Good metaphor. It was like pushing at a sore tooth with your tongue.
Start sci fi aspect, which is a bit disappointing, because it undercuts the fantastic job Robinson has done in bring an ancient scientific icon into realistic relief.

Powerful comparisons, esp. the second comparison. No hatred was like that of the ignorant for the learned — though now he saw that even greater was the hatred of the damned for the martyr.

“It’s here. I knew it. The anomalies made it very clear.
This information here refers to the interaction with live species under the ice in Europa. It’s not very clear, not to me anyhow.

Galileo’s clay feet. He thought of his mother as the old washtub and he refused to marry his common law wife, condemning his daughters to zero prospects and hence the convent.

Nice insight. “as people would always rather feel angry than guilty, the transmutation of the one to the other had been easy.
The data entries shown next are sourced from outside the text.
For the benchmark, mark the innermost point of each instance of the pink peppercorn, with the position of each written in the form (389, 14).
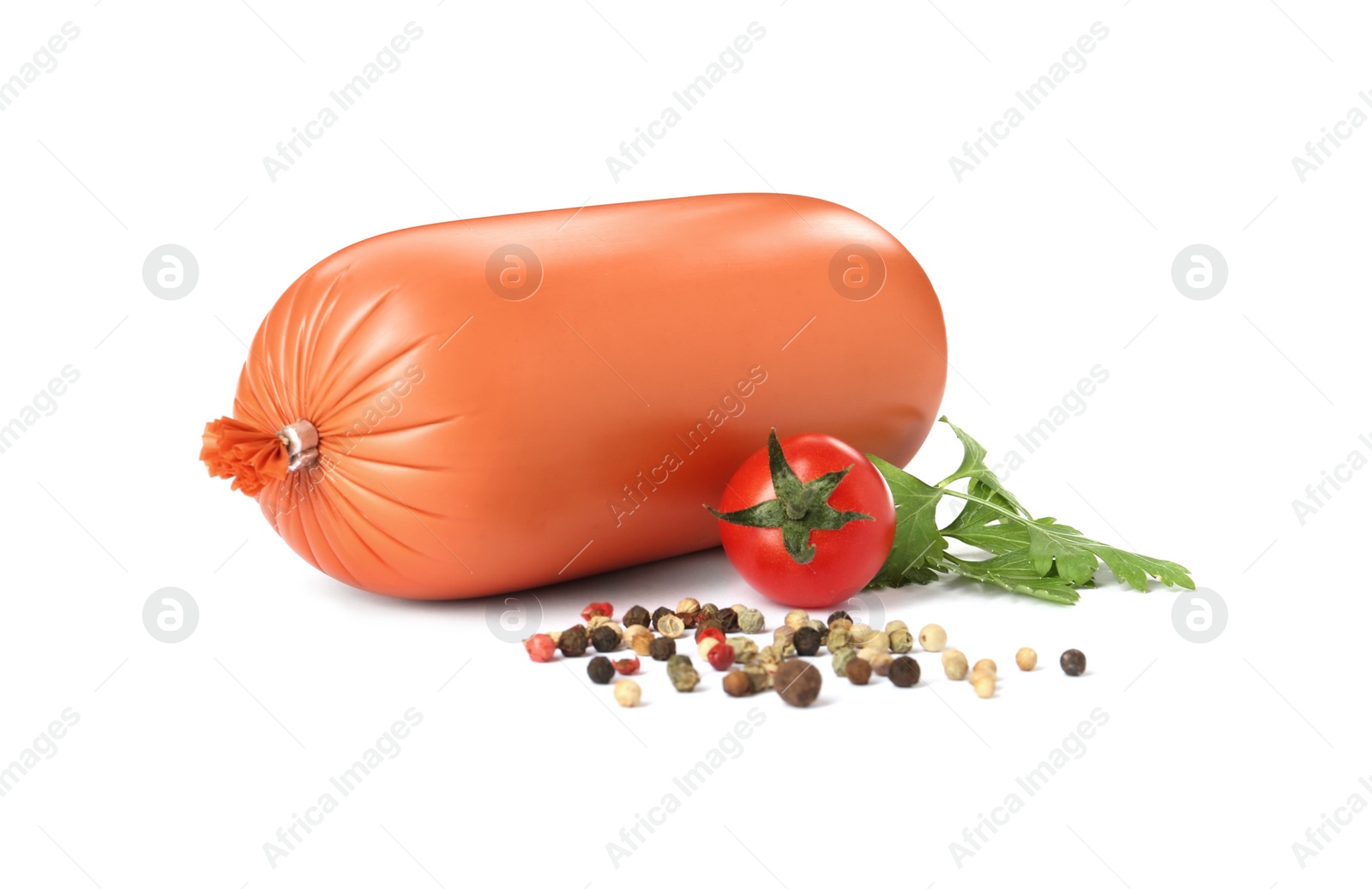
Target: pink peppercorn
(541, 648)
(710, 633)
(603, 610)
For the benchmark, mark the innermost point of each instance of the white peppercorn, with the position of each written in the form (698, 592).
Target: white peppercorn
(933, 638)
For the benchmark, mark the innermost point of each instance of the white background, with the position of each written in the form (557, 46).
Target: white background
(1053, 257)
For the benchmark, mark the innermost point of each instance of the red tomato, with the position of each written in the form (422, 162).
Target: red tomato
(807, 521)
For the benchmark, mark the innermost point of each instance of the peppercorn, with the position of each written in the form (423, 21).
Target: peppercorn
(737, 683)
(638, 638)
(797, 682)
(806, 641)
(539, 648)
(1074, 663)
(933, 637)
(758, 676)
(720, 658)
(605, 640)
(683, 672)
(637, 616)
(573, 641)
(662, 648)
(707, 623)
(744, 648)
(597, 608)
(751, 621)
(955, 664)
(710, 633)
(905, 671)
(600, 670)
(628, 693)
(858, 671)
(841, 658)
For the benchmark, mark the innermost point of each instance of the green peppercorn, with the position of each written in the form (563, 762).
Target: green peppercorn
(1074, 663)
(683, 672)
(727, 619)
(573, 641)
(662, 648)
(905, 671)
(600, 670)
(637, 616)
(841, 658)
(807, 641)
(797, 682)
(744, 648)
(737, 683)
(604, 638)
(751, 621)
(858, 671)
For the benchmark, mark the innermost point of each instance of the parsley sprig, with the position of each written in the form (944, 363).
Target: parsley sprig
(1029, 556)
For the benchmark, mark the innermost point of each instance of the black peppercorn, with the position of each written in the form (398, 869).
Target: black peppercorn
(600, 670)
(662, 648)
(729, 619)
(605, 640)
(905, 671)
(637, 616)
(806, 641)
(573, 642)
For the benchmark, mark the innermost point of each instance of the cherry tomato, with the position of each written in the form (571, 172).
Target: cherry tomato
(807, 520)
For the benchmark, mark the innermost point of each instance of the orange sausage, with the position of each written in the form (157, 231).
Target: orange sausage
(514, 401)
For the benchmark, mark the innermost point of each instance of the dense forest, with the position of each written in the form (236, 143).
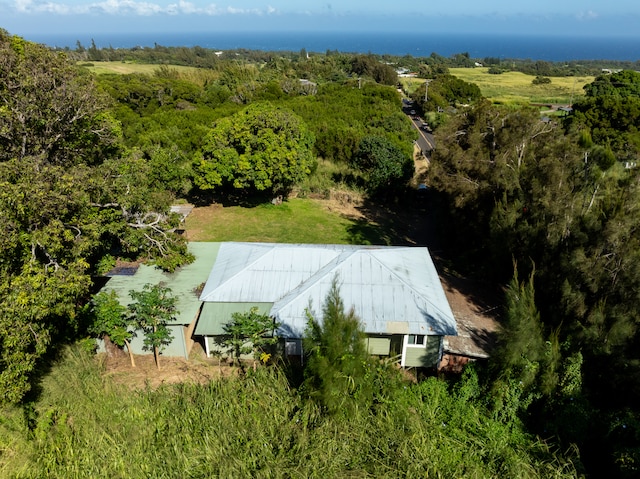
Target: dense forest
(542, 209)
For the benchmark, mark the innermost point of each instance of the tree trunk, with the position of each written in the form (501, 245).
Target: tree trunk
(133, 362)
(156, 353)
(112, 350)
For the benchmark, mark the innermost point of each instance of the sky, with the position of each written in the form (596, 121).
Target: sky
(573, 17)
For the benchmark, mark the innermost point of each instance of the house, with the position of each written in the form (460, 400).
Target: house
(395, 291)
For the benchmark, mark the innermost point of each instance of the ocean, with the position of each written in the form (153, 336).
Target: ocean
(549, 48)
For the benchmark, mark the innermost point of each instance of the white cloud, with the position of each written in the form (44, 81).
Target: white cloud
(133, 7)
(588, 15)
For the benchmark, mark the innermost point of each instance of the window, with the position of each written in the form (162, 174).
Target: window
(416, 340)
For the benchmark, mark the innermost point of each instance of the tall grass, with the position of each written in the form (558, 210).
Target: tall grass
(257, 426)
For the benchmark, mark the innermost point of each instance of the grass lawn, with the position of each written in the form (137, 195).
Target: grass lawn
(295, 221)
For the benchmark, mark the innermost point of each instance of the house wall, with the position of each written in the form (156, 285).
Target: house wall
(378, 345)
(212, 348)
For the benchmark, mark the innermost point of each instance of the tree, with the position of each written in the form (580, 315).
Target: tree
(249, 332)
(337, 357)
(260, 148)
(385, 166)
(110, 319)
(153, 308)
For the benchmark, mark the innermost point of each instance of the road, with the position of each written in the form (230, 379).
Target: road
(426, 141)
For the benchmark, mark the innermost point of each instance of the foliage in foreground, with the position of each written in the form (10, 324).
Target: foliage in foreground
(258, 426)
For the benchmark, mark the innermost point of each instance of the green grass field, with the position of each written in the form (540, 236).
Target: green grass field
(298, 220)
(125, 68)
(515, 88)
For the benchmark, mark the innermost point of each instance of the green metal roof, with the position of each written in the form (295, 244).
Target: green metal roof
(215, 315)
(185, 282)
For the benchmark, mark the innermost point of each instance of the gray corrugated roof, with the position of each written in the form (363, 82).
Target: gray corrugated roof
(394, 290)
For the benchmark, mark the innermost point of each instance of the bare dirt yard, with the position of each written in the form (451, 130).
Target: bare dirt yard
(197, 369)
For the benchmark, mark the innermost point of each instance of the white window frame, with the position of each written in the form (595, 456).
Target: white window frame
(420, 340)
(405, 345)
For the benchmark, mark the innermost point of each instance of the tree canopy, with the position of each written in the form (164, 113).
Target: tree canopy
(69, 196)
(259, 148)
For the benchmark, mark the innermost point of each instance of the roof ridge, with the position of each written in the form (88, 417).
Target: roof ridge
(411, 287)
(267, 247)
(313, 279)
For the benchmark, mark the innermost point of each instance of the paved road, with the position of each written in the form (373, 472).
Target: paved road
(426, 141)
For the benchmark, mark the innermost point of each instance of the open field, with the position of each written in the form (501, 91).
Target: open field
(125, 68)
(515, 88)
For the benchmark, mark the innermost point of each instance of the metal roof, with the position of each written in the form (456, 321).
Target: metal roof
(184, 282)
(393, 290)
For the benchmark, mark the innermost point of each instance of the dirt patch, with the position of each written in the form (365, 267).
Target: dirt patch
(197, 369)
(476, 312)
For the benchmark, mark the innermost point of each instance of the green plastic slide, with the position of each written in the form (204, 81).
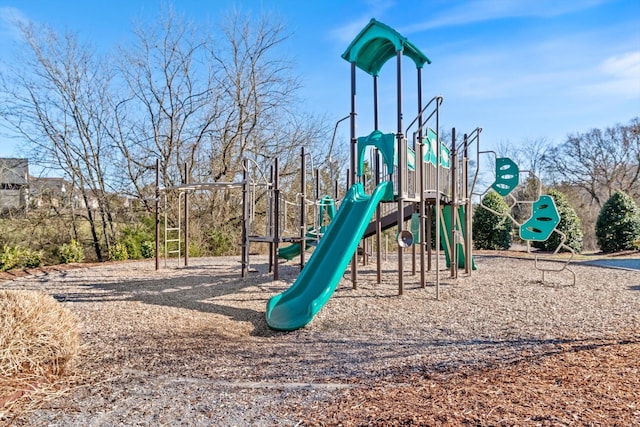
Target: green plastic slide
(295, 307)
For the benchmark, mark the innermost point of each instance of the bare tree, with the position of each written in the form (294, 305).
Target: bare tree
(54, 98)
(599, 162)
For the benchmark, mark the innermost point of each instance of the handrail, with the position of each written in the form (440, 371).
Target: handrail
(439, 99)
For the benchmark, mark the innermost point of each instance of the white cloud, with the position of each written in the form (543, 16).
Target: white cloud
(486, 10)
(9, 18)
(618, 75)
(374, 8)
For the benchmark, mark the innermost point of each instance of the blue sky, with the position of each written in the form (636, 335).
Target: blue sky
(520, 69)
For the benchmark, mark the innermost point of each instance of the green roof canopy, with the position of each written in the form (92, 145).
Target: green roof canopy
(376, 44)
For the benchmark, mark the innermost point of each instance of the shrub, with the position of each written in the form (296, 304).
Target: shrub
(133, 238)
(569, 224)
(71, 252)
(31, 258)
(491, 231)
(618, 224)
(118, 252)
(148, 249)
(10, 257)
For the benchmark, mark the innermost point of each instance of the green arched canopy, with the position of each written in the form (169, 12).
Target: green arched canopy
(376, 44)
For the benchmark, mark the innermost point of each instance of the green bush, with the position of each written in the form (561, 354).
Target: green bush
(133, 238)
(118, 252)
(569, 224)
(10, 257)
(31, 258)
(491, 231)
(618, 224)
(15, 257)
(71, 252)
(148, 249)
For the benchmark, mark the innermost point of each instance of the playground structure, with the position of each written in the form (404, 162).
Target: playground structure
(412, 179)
(416, 177)
(544, 218)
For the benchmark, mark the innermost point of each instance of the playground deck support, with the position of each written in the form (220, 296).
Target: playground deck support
(351, 178)
(400, 170)
(245, 219)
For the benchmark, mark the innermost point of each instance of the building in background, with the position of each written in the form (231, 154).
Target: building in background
(14, 185)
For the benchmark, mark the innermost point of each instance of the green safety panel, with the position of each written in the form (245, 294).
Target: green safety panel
(385, 142)
(376, 44)
(411, 159)
(328, 207)
(544, 219)
(507, 176)
(430, 156)
(445, 235)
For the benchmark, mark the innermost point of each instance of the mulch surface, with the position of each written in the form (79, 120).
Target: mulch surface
(594, 383)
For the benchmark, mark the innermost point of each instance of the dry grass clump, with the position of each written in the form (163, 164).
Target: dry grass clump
(38, 343)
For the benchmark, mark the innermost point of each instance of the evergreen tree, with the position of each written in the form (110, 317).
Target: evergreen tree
(618, 225)
(491, 231)
(570, 225)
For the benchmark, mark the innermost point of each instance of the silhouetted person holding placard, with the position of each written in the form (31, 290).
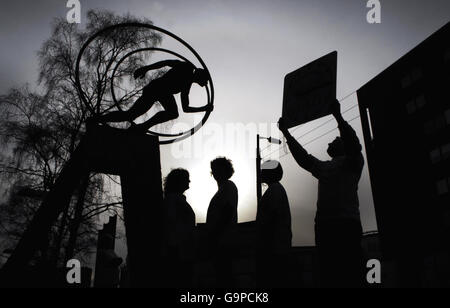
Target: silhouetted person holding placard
(178, 79)
(180, 228)
(274, 235)
(221, 221)
(337, 226)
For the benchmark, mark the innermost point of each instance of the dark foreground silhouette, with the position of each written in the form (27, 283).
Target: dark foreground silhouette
(338, 228)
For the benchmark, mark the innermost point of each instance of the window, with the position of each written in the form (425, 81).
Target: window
(447, 116)
(406, 81)
(442, 187)
(445, 150)
(416, 74)
(447, 56)
(411, 107)
(440, 122)
(435, 155)
(428, 127)
(420, 101)
(415, 104)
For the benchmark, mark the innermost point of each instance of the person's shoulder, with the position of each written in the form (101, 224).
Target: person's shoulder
(231, 186)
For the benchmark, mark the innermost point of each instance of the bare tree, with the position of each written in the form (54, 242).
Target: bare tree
(40, 129)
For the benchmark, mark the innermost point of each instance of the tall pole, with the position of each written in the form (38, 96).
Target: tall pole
(258, 173)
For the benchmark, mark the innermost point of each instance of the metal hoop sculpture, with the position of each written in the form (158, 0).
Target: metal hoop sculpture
(210, 92)
(113, 94)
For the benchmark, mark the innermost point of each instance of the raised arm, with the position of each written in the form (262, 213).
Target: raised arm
(300, 155)
(352, 146)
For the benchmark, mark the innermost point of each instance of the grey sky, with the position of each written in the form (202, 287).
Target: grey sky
(249, 46)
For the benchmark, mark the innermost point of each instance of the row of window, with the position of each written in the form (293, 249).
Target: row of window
(440, 154)
(442, 186)
(438, 123)
(416, 104)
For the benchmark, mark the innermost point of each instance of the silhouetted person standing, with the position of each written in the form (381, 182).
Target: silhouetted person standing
(221, 221)
(178, 79)
(180, 228)
(337, 225)
(274, 235)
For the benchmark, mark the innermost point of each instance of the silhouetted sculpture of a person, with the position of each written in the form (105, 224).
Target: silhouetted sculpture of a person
(221, 221)
(273, 225)
(180, 228)
(338, 230)
(178, 79)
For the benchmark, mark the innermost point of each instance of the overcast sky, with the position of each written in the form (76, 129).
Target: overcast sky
(249, 46)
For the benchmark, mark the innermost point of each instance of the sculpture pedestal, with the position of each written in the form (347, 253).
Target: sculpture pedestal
(136, 159)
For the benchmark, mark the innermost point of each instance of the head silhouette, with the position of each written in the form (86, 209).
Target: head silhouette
(221, 169)
(336, 148)
(271, 172)
(177, 181)
(201, 77)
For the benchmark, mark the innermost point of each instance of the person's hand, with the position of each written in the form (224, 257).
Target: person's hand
(336, 108)
(282, 126)
(140, 73)
(209, 108)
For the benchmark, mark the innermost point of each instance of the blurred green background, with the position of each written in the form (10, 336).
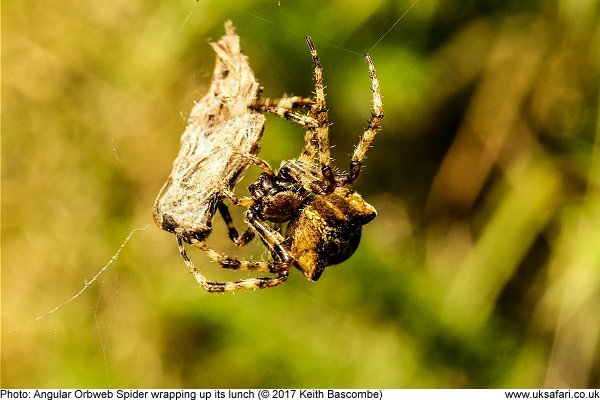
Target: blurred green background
(481, 270)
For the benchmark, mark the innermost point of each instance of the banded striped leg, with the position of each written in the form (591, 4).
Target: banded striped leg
(282, 261)
(284, 107)
(246, 237)
(319, 112)
(281, 269)
(374, 125)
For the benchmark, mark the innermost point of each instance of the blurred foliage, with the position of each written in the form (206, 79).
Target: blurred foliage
(481, 270)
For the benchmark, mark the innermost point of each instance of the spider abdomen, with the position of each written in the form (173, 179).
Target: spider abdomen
(327, 230)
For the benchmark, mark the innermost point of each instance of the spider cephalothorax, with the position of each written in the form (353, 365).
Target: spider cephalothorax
(323, 216)
(324, 223)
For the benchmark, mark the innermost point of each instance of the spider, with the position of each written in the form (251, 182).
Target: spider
(324, 215)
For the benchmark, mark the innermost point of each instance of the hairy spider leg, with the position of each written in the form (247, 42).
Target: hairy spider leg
(281, 269)
(374, 125)
(319, 109)
(246, 237)
(319, 112)
(284, 107)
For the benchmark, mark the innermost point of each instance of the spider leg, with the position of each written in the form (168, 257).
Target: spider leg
(246, 237)
(284, 108)
(282, 270)
(318, 111)
(374, 125)
(238, 201)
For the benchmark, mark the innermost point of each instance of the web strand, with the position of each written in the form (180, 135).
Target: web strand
(88, 283)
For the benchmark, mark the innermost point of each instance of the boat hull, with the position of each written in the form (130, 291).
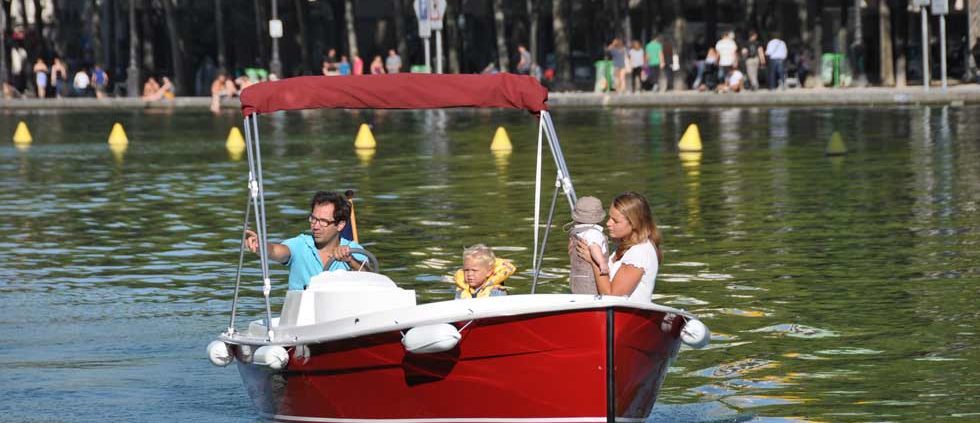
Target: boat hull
(568, 366)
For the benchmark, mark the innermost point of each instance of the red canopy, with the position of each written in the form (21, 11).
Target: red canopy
(397, 91)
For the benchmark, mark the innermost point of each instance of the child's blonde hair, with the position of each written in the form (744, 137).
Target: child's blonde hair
(480, 252)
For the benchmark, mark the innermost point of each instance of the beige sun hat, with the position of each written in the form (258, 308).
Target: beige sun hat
(588, 210)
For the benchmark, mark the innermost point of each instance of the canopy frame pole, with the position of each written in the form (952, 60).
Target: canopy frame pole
(257, 193)
(241, 262)
(537, 202)
(544, 240)
(563, 180)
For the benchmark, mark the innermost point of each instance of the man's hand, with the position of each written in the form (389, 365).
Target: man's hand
(252, 241)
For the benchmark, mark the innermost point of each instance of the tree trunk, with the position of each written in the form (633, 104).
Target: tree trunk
(503, 57)
(887, 71)
(306, 65)
(562, 48)
(973, 33)
(452, 34)
(533, 16)
(401, 29)
(680, 26)
(176, 53)
(351, 30)
(817, 41)
(219, 23)
(149, 64)
(261, 33)
(94, 29)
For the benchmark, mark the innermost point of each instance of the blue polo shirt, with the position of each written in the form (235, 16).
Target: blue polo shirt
(304, 260)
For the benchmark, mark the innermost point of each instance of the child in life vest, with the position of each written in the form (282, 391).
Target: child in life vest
(483, 274)
(586, 216)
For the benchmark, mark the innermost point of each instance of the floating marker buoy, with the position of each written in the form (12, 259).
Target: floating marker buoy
(118, 135)
(365, 139)
(364, 155)
(235, 141)
(501, 141)
(835, 147)
(22, 135)
(691, 140)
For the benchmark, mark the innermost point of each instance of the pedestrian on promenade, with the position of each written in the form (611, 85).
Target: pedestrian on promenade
(727, 53)
(343, 68)
(377, 66)
(221, 87)
(394, 62)
(637, 61)
(358, 65)
(524, 63)
(755, 57)
(59, 77)
(100, 80)
(41, 77)
(329, 63)
(81, 83)
(776, 53)
(617, 50)
(655, 62)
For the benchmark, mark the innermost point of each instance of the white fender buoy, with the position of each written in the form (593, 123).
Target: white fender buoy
(219, 354)
(271, 356)
(431, 338)
(695, 334)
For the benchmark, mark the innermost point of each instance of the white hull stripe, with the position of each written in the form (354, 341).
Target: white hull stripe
(451, 420)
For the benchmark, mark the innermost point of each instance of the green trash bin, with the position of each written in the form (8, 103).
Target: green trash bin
(830, 69)
(603, 76)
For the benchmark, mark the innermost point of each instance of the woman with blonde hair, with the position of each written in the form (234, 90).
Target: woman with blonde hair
(633, 267)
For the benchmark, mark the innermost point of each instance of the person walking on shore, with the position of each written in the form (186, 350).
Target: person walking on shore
(41, 77)
(755, 57)
(655, 62)
(776, 53)
(636, 66)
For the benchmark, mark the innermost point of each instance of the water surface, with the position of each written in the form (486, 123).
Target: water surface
(837, 288)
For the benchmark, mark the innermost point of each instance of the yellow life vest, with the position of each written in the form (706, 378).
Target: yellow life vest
(502, 269)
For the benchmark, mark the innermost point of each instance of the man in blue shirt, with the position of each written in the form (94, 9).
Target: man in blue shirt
(308, 254)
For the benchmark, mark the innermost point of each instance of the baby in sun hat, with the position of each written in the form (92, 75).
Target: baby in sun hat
(586, 216)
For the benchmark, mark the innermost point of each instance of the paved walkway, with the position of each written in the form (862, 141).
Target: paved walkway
(963, 94)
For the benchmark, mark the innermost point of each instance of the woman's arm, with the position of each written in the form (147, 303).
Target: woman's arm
(626, 280)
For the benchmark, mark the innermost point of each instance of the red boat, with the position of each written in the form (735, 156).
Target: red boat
(354, 347)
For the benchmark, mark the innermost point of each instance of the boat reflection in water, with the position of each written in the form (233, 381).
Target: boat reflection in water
(355, 347)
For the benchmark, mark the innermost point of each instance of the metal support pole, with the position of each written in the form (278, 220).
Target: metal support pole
(942, 48)
(275, 66)
(438, 51)
(925, 48)
(544, 240)
(428, 55)
(133, 72)
(241, 262)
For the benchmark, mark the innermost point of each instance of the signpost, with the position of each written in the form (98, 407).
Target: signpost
(922, 4)
(422, 8)
(941, 8)
(430, 13)
(275, 32)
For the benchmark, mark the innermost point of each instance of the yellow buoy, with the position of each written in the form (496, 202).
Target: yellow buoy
(691, 140)
(22, 135)
(364, 139)
(235, 140)
(118, 135)
(365, 155)
(118, 151)
(836, 147)
(501, 141)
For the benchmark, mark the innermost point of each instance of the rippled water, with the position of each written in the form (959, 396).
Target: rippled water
(837, 289)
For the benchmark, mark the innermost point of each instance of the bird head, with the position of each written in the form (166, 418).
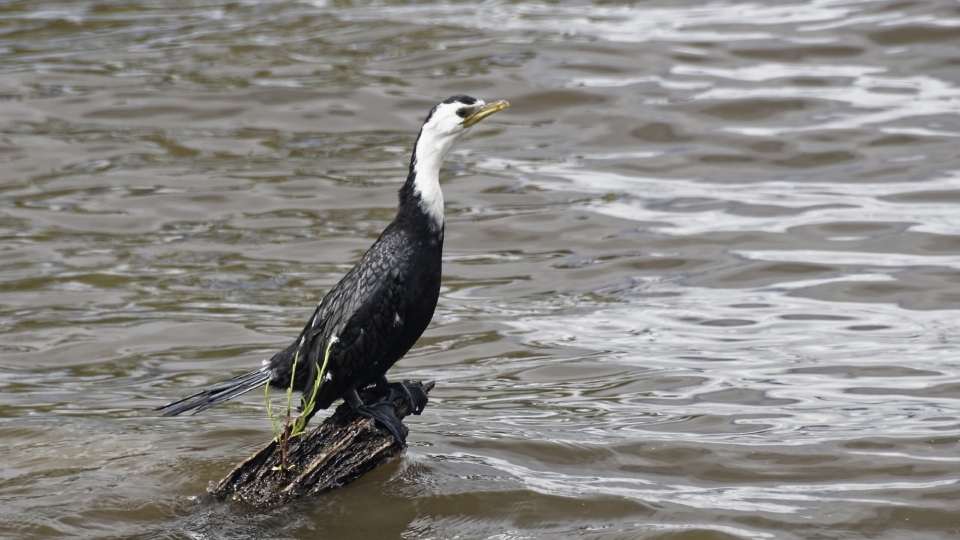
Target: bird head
(456, 114)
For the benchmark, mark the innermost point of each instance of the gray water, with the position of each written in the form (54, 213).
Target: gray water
(702, 279)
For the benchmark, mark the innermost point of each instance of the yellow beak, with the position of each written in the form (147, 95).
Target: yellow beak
(484, 112)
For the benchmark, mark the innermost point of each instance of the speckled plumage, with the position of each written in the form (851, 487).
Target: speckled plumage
(375, 314)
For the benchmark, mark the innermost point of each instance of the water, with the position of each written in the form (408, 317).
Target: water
(702, 280)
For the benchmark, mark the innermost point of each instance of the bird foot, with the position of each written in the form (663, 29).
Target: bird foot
(414, 395)
(385, 414)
It had to be his fault.”

Crisp thinking. It was a system that could be defended, if you granted its premises.

Anachronisms for 16th Italy. pussy-whipped, deal with it.

Shame that sci fi element introduced never seemed to significantly add insights of how different cultures organize fact into worldview.

Doubletalk example. “In theory, prolepsis is possible, but the energy required is more than we can muster. Sending the entanglers back analeptically cost us entire planets, and prolepsis apparently requires far more energy than that.” No concrete references to tie to a story reality. At least, not any I saw.

Example two. Dimension four we still call dark matter. This is the closest to contact with palpable reality in many pages of text. Which makes read like the DaVinci Code—verbal reality with scant attachment to factual reality. Ergo, the author can make the story reality a sandcastle in the sky.